Veroordeelt de verdachte tot een
gevangenisstrafvoor de duur van
2 (twee) maanden.
Beveelt dat de tijd die door de verdachte vóór de tenuitvoerlegging van deze uitspraak in enige in artikel 27, eerste lid, van het Wetboek van Strafrecht bedoelde vorm van voorarrest is doorgebracht, bij de uitvoering van de opgelegde gevangenisstraf in mindering zal worden gebracht, voor zover die tijd niet reeds op een andere straf in mindering is gebracht.
Vordering van de benadeelde partij [benadeelde]
Verklaart de benadeelde partij [benadeelde] niet-ontvankelijk in de vordering tot schadevergoeding.
Bepaalt dat de benadeelde partij en de verdachte ieder hun eigen kosten dragen.
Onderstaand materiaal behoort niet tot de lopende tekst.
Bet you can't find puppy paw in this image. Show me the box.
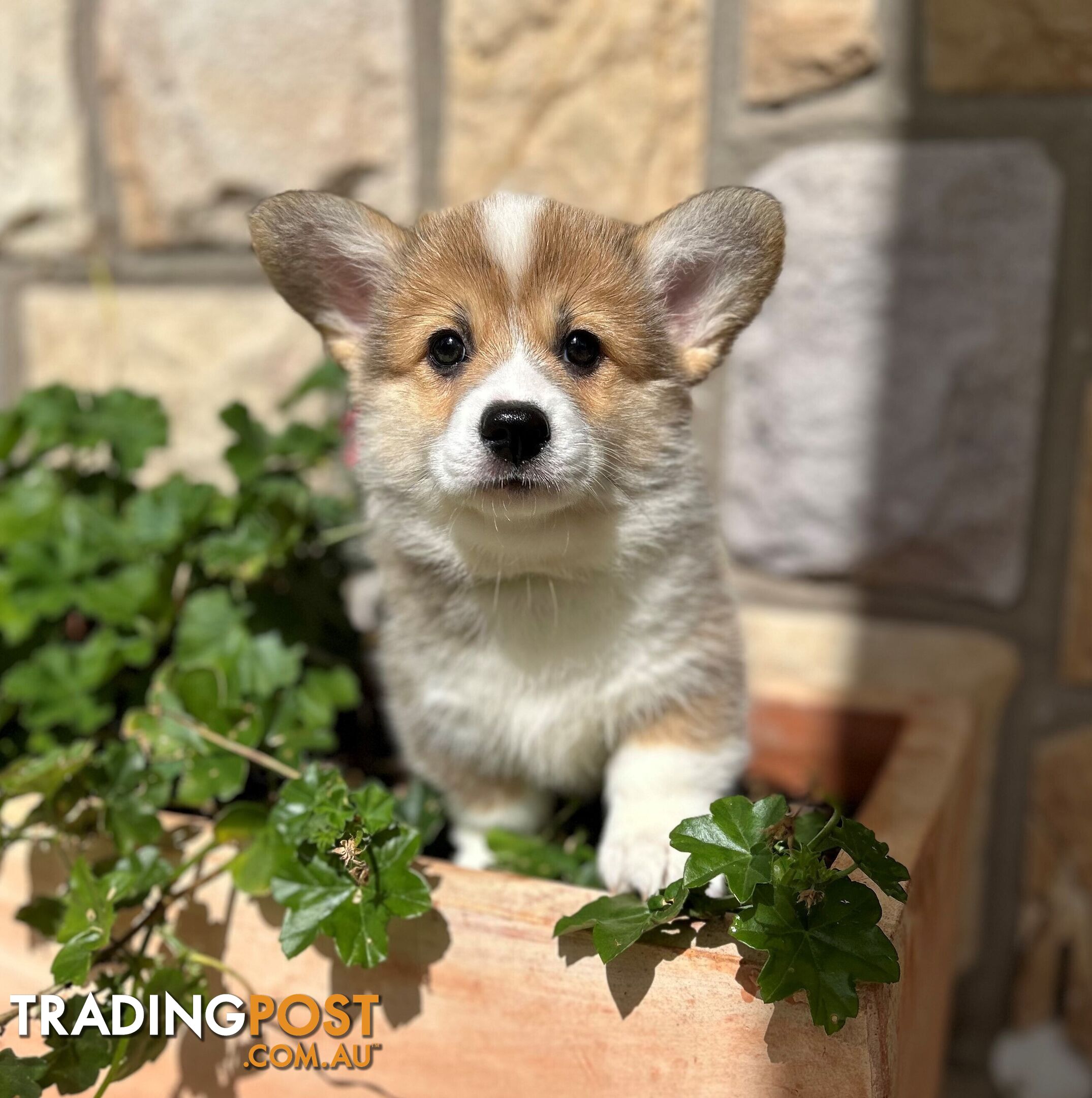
[596,817,686,896]
[451,827,493,870]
Gelast de tenuitvoerlegging van de straf, voor zover voorwaardelijk opgelegd bij vonnis van de politierechter in de rechtbank Den Haag van 2 oktober 2018, parketnummer 09-188368-18, te weten van:
gevangenisstrafvoor de duur van
3 (drie) weken.
Dit arrest is gewezen door de meervoudige strafkamer van het gerechtshof Amsterdam, waarin zitting hadden mr. J.H.C. van Ginhoven, mr. G. Oldekamp en mr. P.C. Verloop, in tegenwoordigheid van
mr. C. Roseboom, griffier, en is uitgesproken op de openbare terechtzitting van dit gerechtshof van
23 juli 2020.
mr. P.C. Verloop is buiten staat dit arrest mede te ondertekenen.